The other thing which is quite instrumental in the hiring process is especially during the good times when things are going extremely well and the coffers are spilling over with cash optimism sets in within the company. The managers start thinking about the future and they just buy in to the notion that business will always be good, hence i need to be prepared with my staff. Getting more people on board becomes a top priority. Along with that, of course, the more people you have on your staff, the more powerful they will see you across the company and the higher ups will think that the manager is indispensable. Few people view your position as being worthwhile if indeed you as a manager managing only a few people instead of a few hundred or a few thousand. That is just the common perception in the society. So you open the floodgates and adds run all over the place resumes start pouring. As you are eating in the cafeteria, you see all these new people every day and you ask yourself who are these people, where did they come from and who are they working for and what do they do all day?

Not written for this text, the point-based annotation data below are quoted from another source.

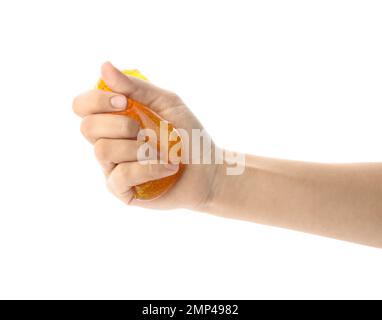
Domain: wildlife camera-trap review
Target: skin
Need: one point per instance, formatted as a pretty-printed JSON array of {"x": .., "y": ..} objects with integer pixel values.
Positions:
[{"x": 342, "y": 201}]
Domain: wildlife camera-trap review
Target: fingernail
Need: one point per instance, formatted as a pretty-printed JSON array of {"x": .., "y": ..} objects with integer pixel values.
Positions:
[
  {"x": 171, "y": 167},
  {"x": 118, "y": 102}
]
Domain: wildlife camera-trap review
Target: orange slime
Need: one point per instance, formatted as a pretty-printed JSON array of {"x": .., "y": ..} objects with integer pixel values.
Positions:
[{"x": 148, "y": 119}]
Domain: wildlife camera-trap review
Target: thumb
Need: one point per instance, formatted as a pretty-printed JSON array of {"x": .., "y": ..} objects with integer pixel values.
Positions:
[{"x": 132, "y": 87}]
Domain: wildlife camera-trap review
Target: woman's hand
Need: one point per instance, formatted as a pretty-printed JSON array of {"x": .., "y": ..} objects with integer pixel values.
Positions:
[{"x": 115, "y": 141}]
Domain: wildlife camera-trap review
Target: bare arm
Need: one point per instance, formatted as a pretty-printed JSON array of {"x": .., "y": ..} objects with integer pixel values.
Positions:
[{"x": 342, "y": 201}]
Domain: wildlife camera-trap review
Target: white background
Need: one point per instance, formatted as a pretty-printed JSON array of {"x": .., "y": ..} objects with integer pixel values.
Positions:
[{"x": 290, "y": 79}]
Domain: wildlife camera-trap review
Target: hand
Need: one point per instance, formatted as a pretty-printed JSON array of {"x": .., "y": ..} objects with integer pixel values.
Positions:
[{"x": 115, "y": 141}]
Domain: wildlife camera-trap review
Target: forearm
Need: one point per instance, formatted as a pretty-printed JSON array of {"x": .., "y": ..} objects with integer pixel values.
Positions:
[{"x": 343, "y": 201}]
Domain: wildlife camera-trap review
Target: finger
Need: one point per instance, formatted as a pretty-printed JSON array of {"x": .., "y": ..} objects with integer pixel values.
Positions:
[
  {"x": 129, "y": 174},
  {"x": 99, "y": 126},
  {"x": 110, "y": 152},
  {"x": 98, "y": 101},
  {"x": 140, "y": 90}
]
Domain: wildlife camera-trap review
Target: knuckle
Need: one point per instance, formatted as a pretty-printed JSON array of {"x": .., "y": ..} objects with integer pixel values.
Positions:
[
  {"x": 101, "y": 150},
  {"x": 86, "y": 126}
]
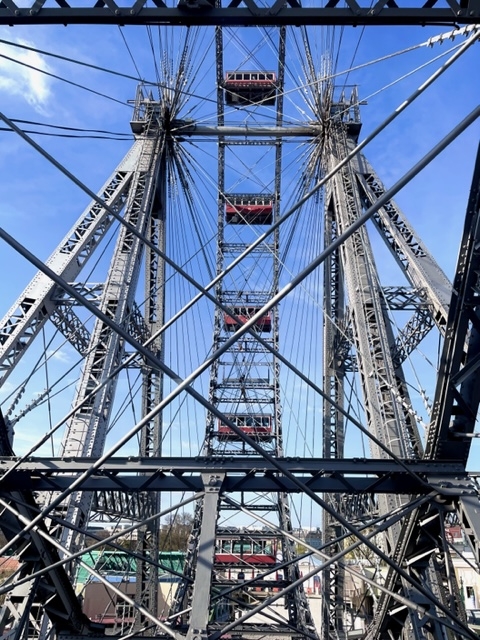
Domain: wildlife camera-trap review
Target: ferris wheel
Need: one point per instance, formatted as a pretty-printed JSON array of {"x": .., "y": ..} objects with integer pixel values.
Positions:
[{"x": 227, "y": 349}]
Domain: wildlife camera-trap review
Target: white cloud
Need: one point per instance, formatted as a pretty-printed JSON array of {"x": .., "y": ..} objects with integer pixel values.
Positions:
[{"x": 20, "y": 80}]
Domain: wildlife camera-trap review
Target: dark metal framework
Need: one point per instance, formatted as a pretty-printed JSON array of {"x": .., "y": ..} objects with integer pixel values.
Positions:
[
  {"x": 402, "y": 496},
  {"x": 207, "y": 12}
]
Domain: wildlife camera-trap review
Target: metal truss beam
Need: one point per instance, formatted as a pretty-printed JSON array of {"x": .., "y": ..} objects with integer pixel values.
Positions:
[
  {"x": 183, "y": 474},
  {"x": 203, "y": 12}
]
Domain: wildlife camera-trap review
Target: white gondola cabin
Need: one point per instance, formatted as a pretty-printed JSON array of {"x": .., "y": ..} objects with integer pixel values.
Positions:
[{"x": 245, "y": 549}]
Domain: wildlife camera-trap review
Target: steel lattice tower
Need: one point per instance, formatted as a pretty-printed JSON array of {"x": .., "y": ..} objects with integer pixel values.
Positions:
[{"x": 242, "y": 574}]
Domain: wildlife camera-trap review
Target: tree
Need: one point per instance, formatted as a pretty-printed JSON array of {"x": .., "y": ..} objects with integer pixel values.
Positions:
[{"x": 175, "y": 533}]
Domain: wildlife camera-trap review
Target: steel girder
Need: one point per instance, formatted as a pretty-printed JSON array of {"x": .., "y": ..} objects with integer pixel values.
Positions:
[{"x": 206, "y": 12}]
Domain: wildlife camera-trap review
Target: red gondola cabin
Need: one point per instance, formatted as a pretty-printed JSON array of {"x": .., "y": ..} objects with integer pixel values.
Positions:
[
  {"x": 257, "y": 427},
  {"x": 263, "y": 324},
  {"x": 249, "y": 210},
  {"x": 243, "y": 549},
  {"x": 250, "y": 87}
]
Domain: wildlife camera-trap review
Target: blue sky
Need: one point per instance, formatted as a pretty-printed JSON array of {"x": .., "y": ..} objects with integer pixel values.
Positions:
[{"x": 39, "y": 205}]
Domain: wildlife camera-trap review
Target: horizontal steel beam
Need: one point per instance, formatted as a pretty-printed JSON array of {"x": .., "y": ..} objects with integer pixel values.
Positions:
[
  {"x": 201, "y": 12},
  {"x": 186, "y": 128},
  {"x": 232, "y": 464},
  {"x": 241, "y": 474}
]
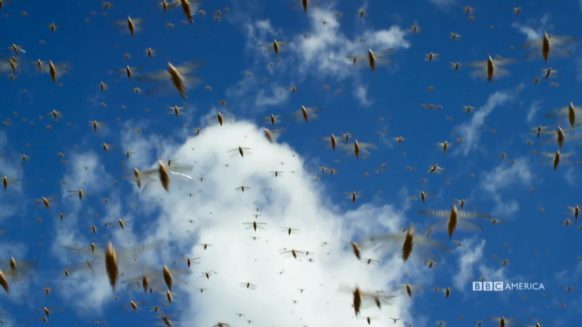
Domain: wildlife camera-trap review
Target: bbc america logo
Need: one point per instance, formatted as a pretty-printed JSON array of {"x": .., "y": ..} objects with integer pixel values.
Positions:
[
  {"x": 488, "y": 286},
  {"x": 499, "y": 286}
]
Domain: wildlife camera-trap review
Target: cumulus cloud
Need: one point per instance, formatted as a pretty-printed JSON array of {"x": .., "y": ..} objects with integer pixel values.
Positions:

The day when Elon Musk walked into the twitter office carrying a bathroom sink, I guess he was trying to make the point: let it sink in. I am going to make some drastic changes. That afternoon the entire upper management staff were fired, a few of the corner office occupants, they walked out. Yes, he had to cut down the staff and fast, but what criteria to use to do the ranking and the rating of employees? So, in this chaos, the managers were asking the people on the payroll to print and present to Elon the last 20 or 30 days of the computer code that they had written. There was this thinking that the more lines of code that you had written, the more valuable you are for the company. And that is exactly the fallacy of evaluating an employee’s performance, and the value and worth to the company. All throughout my career in Silicon Valley and elsewhere, I adopted this lean and mean philosophy I learned in my first job of hiring and firing. And of course while I did that I relied not only on my gut feelings but by soliciting different opinions from a team of my colleagues to see if the person not only can do the job but can also fit into the culture. It’s almost impossible to determine beforehand which employees will do a great job for the company regardless of how many times the applicant gets interviewed. But it is easier to determine if the potential employee will fit into the company culture and I think that is the key determinant of a successful organizational efficiency.